According to data released by the Federation of Automobile Dealers Associations (FADA), total vehicle retail sales in July 2025 rose marginally by 2.3% year-on-year (YoY) to 17.58 lakh units, compared to 17.18 lakh units sold in July 2024.

Passenger Vehicles:

The PV segment saw 3.1% YoY growth, with 3.55 lakh units sold in July 2025, up from 3.44 lakh units in July 2024. The segment benefited from improved model availability, attractive financing, and pre-festive season demand, particularly in urban markets. However, high inventory levels remained a concern for dealers, especially in the entry and mid-size car segments.
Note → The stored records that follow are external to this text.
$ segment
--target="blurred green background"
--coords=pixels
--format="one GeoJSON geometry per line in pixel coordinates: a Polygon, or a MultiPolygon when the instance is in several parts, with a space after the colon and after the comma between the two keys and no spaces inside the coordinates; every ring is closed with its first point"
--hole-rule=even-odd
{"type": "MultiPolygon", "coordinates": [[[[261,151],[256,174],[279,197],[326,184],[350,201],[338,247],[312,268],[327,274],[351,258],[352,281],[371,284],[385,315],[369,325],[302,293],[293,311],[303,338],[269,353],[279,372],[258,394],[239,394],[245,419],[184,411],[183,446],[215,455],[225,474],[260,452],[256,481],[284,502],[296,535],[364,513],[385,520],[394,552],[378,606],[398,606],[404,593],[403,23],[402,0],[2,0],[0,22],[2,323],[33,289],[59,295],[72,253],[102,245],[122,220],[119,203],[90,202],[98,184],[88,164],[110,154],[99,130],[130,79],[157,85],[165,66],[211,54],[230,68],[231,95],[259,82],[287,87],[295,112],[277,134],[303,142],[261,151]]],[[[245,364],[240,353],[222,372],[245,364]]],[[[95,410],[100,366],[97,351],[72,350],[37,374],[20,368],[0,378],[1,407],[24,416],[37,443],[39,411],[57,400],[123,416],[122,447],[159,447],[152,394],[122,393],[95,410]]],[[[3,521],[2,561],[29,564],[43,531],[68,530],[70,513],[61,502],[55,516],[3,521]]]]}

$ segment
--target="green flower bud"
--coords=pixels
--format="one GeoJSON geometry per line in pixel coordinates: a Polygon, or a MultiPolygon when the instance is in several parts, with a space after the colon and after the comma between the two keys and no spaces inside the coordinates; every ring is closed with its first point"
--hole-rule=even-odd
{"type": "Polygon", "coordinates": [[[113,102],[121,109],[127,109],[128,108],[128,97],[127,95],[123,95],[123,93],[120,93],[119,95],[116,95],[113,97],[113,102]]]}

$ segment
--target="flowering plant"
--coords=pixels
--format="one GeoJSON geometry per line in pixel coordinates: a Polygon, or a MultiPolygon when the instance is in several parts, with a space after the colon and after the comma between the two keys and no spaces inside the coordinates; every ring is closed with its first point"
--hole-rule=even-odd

Maruti Suzuki, Hyundai, and Tata Motors retained their leadership positions, with Maruti reporting a 4.5% YoY increase in retail volumes. Meanwhile, Mahindra continued to see strong demand for its SUV lineup.

Two-Wheelers:

The two-wheeler category remained nearly stagnant, with a 0.8% YoY increase, recording 11.24 lakh units sold in July 2025 versus 11.15 lakh units in July 2024. While urban demand held steady, rural markets showed signs of weakness due to delayed rainfall and concerns over agricultural income.
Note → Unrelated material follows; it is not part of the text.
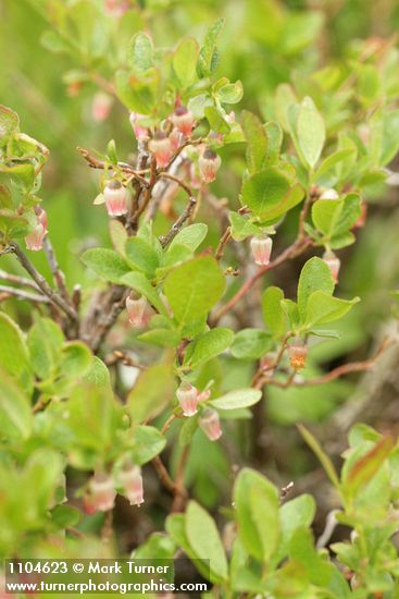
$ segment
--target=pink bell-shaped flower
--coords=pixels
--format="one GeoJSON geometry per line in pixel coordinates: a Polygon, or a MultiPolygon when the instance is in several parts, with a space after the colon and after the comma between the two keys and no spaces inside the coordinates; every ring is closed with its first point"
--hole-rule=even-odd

Hero MotoCorp and Honda reported flat sales, while TVS Motor showed marginal improvement driven by scooter and EV sales.

Commercial Vehicles:

The commercial vehicle (CV) segment reported a 2.9% YoY rise, with 74,600 units sold compared to 72,500 units in July 2024. Demand was supported by stable freight rates, pre-festive movement of goods, and infrastructure activity. However, dealer feedback suggested caution over fleet replacement demand in the coming months.

Tractors:

Tractor sales saw a significant 8.7% YoY decline, falling to 53,200 units in July 2025 from 58,300 units a year ago. The drop was attributed to below-normal rainfall in key agrarian states and slower rural sentiment, affecting both demand and liquidity.

Electric Vehicles:

Electric vehicle sales continued to grow steadily across segments, although their overall market share remained modest. FADA noted strong interest in EV two-wheelers and three-wheelers, supported by state-level incentives and improved charging infrastructure.

Looking ahead, the auto retail industry is expected to see a build-up in demand ahead of the festive season starting in September. However, uncertainties remain around rural recovery, inventory levels, and input costs.

FADA has urged the OEMs (original equipment manufacturers) to align production closely with real demand and avoid oversupplying dealerships to maintain financial health across the value chain.